“L’imbècil del meu jefe m’ha demanat que deixi d’assistir a les rodes de premsa amb xancletes, què en penses?”, me preguntó ayer al mediodía un amigo y conocido periodista. Tras dedicarle una mirada inquisitiva, juzgar si aquel tío era consciente de a quién le estaba pidiendo opinión y replantearme seriamente levantarme de la mesa y no volver a dirigirle la palabra en la vida; inspiré profundo y traté de hacer pedagogía indumentaria: 1. Ese calzado jamás debió salir de la playa y la piscina -allí, por lo menos, cumple con su función original: facilitan que el agua (antes, en un ambiente campesino, barro) resbale- porque es perjudicial para la columna vertebral (sería más sano andar descalzo); 2. recoge toda la mierda del suelo urbano (echa un vistazo al color con el que acaba las plantas de tus pies al final de la jornada); y 3. obliga a caminar como si uno fuera chafando huevos (postura poco favorecedora para un bípedo).
Así como aplaudo y me encaro ante cualquier yihadista del protocolo para defender la sofisticación, delicadeza y carácter que imprimen unas espardenyes o menorquinas, detesto las chanclas. Mi animadversión a este tipo concreto de huella estival aumenta cada año. Por desgracia, y en proporción a mi inquina, los barceloneses que las calzan también van in crescendo. Mowglis urbanos (creo que algunos no han entendido lo que implica la raíz del concepto "ciudad", "ciudadano", "civilización"...) que se atreven a calzar con descaro y orgullo las flip-flops en oficinas, universidades, teatros, museos, hospitales o instituciones públicas como el ayuntamiento. A diferencia de la sandalia, la chancla o chancleta sólo se sujeta al pie con una tira en el empeine o entre los dedos. Las Havaianas nacieron en Brasil en 1962 inspiradas en las tradicionales Zori japonesas (aunque estas estaban hechas con suela de fibra de arroz) y triunfaron en las favelas, no tanto por gusto o moda, sino porque no se podían permitir otra cosa.

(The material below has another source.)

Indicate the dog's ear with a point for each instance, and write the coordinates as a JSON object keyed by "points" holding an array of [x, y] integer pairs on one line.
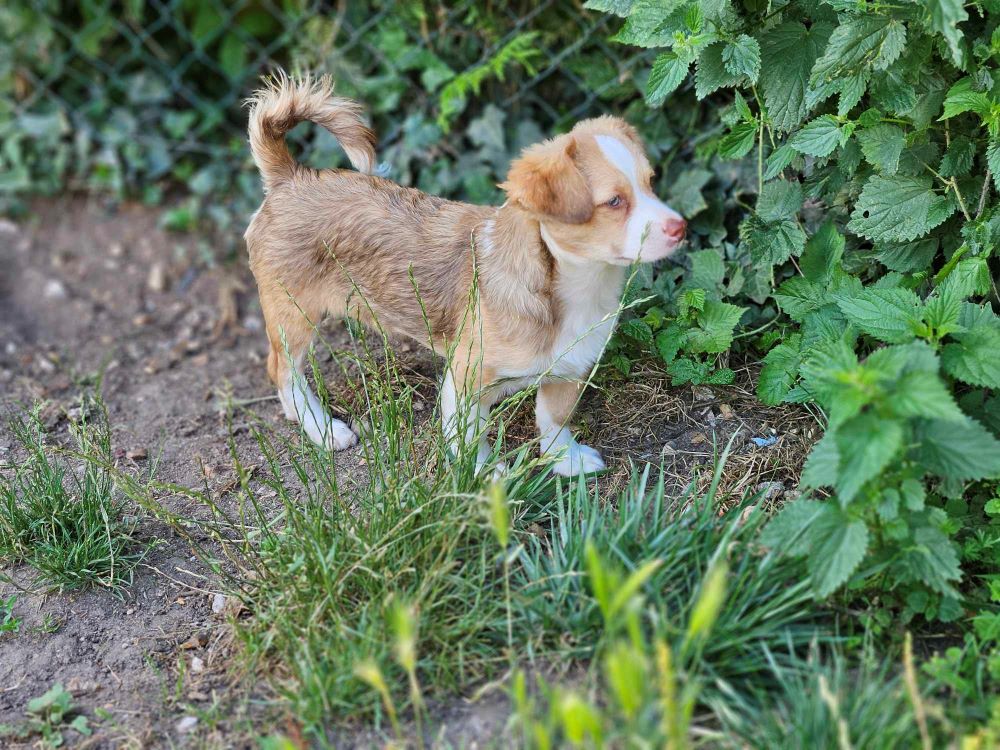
{"points": [[546, 180]]}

Pero las chanclas que se ven hoy en la Ciudad Condal, la mayoría de goma contaminante, no pueden ni siquiera catalogarse como una pieza humilde o asceta (mucho menos si las adornan con horteras cristales Swarovski... Por favor, basta, arrancadme los ojos y que acabe ya esta tortura visual). Porque el zapato de los franciscanos (por cierto, San Francisco iba descalzo) o de Ho Chi Minh (los vietnamitas las fabricaban artesanalmente con el caucho de los neumáticos de los aviones derribados estadounidenses) eran sandalias (herencia de la cultura griega y romana). Pero sí, para pena mía, hasta el Dalai Lama peca de vez en cuando con las dichosas chanclas. De ahí, entiendo, el reproche de la canción: "¡Ay Dalai!".